The first thing we need to do then, is stake four VLOOKUP formulas on the Map sheet (I’ve recruited cells O11 through O14 toward that end, simply in the interests of choosing somewhere; it goes without saying you can stake your cellular territories wherever you wish). Each formula should return that day’s mean temperature, per the city it looks up. In this connection I’ve range-named that pivot table we nailed together (see the previous posts) Temps (by clicking PivotTable Tools > Option tab > Select > Select Entire PivotTable in the Actions button group you can indeed select the entire table for naming) and I’ve dubbed O1 Date (remember that it’s perfectly legal and patriotic to assign a range name to one cell). Thus in O11 I can write
thereby looking up the temperature for Chicago for whatever date presently populates Date/O1 (it’s the Chicago data that happens to line column 2 in the pivot-table that’s serving as our lookup table). Copy that expression down three more rows and edit the primordial 2 to read 3, 4, and 5, respectively in order to capture the temp data for the four cities. And in the service of clarity enter Chicago, Dallas, Los Angeles, and New York in N11:N14. Then click the spin button up arrow and observe the daily movement in temperature flitting across the cities, exactly what we want. (Important note: if you wish, you can always supersede the current entry in O1 – our Cell Link – by simply typing a value into that cell; but that override won’t annul the operation of the spin button, whose normal operation can be kick-started anew at any time by simply clicking the button again.)

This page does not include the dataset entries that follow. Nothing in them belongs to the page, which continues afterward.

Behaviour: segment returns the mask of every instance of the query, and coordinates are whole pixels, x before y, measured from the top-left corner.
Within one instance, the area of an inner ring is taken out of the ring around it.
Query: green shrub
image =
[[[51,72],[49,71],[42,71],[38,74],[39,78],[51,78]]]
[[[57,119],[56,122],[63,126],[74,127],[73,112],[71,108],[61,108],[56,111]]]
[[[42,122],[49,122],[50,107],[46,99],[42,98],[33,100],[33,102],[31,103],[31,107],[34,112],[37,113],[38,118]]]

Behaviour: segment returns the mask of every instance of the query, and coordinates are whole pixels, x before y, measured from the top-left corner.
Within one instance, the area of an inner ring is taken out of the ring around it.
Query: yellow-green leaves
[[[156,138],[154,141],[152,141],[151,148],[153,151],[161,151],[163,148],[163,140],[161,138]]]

If that’s all working we can now tug the city data to their respective positions on the map, by picturing the cells with the camera tool, which I first pulled out of the box and screwed into my Quick Access Toolbar in my December 6, 2012 post.:
For the sake of the example, let’s snap composite shots of the city temps and their trailing names. Select N11:O11, click the camera tool, and sail that slender black cursor over where you believe Chicago to be on the map and click:
That’s Lake Michigan pointing down at Chicago.

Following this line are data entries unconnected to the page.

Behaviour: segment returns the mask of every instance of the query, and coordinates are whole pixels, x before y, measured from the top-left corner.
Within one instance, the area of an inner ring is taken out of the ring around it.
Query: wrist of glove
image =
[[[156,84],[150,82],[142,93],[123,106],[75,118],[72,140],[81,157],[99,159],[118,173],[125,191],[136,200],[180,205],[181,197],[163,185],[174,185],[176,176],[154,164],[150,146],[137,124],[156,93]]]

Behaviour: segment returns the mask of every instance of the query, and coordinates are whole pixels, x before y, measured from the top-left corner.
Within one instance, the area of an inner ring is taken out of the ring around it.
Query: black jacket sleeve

Now it seems to me that Chicago in the photo (look – if we’re using the camera tool, let’s keep the metaphor going) is distanced unappealingly from the 6, and so the imperatives of space management call for a right alignment of the city names in N11:N14 and a mirrored left orientation to the temperatures in O11:14. You could also narrow the O column to further tighten the temperature half of the shot, remembering that the camera tool replicates the appearance of the captured cells in all their regards; trim a column width, for example, and the column remains trimmed in the camera output. (And that the contents of the Cell link in O1 and the formula in O2 may suffer a loss of visibility as a result isn’t calamitous. We’re not principally interested in displaying them in their host cells.) Then point your camera at N12:O12, N13:O13, and N14:O14 and snap away.
Next grab the nearest atlas (it probably has a URL these days), match the city locations to our map, and drag each pic to its terrestrial niche, e.g.

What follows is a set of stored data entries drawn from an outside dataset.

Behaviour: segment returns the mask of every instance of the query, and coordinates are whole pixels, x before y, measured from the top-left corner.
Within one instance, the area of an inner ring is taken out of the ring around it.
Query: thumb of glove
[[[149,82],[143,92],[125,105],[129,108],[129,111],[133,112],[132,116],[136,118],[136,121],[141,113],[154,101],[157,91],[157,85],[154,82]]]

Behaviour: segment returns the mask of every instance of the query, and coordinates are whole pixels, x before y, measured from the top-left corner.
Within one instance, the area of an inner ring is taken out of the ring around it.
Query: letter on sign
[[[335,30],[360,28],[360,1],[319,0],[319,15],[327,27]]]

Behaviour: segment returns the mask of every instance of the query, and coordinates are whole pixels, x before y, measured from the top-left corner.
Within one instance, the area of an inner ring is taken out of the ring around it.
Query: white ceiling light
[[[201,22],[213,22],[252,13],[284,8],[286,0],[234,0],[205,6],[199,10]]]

And now let’s wend our way back to something resembling square one. Our greater intent again is to click through 2012, so to speak, with the spin button, and so nest each day’s temperature in its camera shot – and to orient ourselves in time you could, for example, insert a shape on the map or its environs, select it and then enter =O2, format O2 as a Long Date and center it in the shape (making sure the shape has been selected), thus captioning the map:
And if you want you can conditionally format the temperature values in O11:O14, too. They’ll show up in the camera shots. And don’t get scared by those 13 degrees in LA – remember, that’s centigrade.
Another postrscript, keeping with the above sentence. If you want to translate Centigrade readings into all-American Farenheit, try the little-used but worthy CONVERT function, which mediates all sorts of competing measures of the same sort of phenomenon, e.g. temperature. Check it out – it’s rather easy.